Shown in the drawings of some block diagrams and/or flow chart.It should be understood that some sides in block diagram and/or flow chart Frame or combinations thereof can be realized by computer program instructions.These computer program instructions can be supplied to general purpose computer, The processor of special purpose computer or other programmable control units, so that these instructions can create when executed by this processor For realizing function/operation device illustrated in these block diagrams and/or flow chart.

Therefore, the technology of the disclosure can be realized in the form of hardware and/or software (including firmware, microcode etc.).Separately Outside, the technology of the disclosure can take the form of the computer program product on the computer-readable medium for being stored with instruction, should Computer program product uses for instruction execution system or instruction execution system is combined to use.In the context of the disclosure In, computer-readable medium, which can be, can include, store, transmitting, propagating or transmitting the arbitrary medium of instruction.For example, calculating Machine readable medium can include but is not limited to electricity, magnetic, optical, electromagnetic, infrared or semiconductor system, device, device or propagation medium. The specific example of computer-readable medium includes: magnetic memory apparatus, such as tape or hard disk (HDD)；Light storage device, such as CD (CD-ROM)；Memory, such as random access memory (RAM) or flash memory；And/or wire/wireless communication link.

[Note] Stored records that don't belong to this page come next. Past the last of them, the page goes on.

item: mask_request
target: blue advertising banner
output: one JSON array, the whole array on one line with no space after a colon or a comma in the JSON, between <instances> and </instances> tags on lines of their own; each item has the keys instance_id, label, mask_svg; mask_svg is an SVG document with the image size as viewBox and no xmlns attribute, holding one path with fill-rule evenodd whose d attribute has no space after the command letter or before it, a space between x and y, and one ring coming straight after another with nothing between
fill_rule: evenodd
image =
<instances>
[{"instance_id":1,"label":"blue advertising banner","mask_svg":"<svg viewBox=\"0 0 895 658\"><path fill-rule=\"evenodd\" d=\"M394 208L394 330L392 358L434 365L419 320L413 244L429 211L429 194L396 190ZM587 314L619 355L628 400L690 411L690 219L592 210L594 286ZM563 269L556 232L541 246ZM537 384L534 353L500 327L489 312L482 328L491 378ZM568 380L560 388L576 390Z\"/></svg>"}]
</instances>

Embodiment of the disclosure provides a kind of method of speech processing for electronic equipment, comprising: connects at the first moment The first voice data for receiving user meets wake-up condition in response to the first voice data, wakes up electronic equipment, pass through phonetic incepting In the second speech data of the second reception user, second speech data is used to indicate electronic equipment and executes related behaviour device Make, meets the first specific time length in response to the time span between the second moment and the first moment, be based on the second voice number According to the relative position information for determining user's face and electronic equipment, meet specified conditions, control electricity in response to relative position information Sub- equipment is based on second speech data and executes relevant operation.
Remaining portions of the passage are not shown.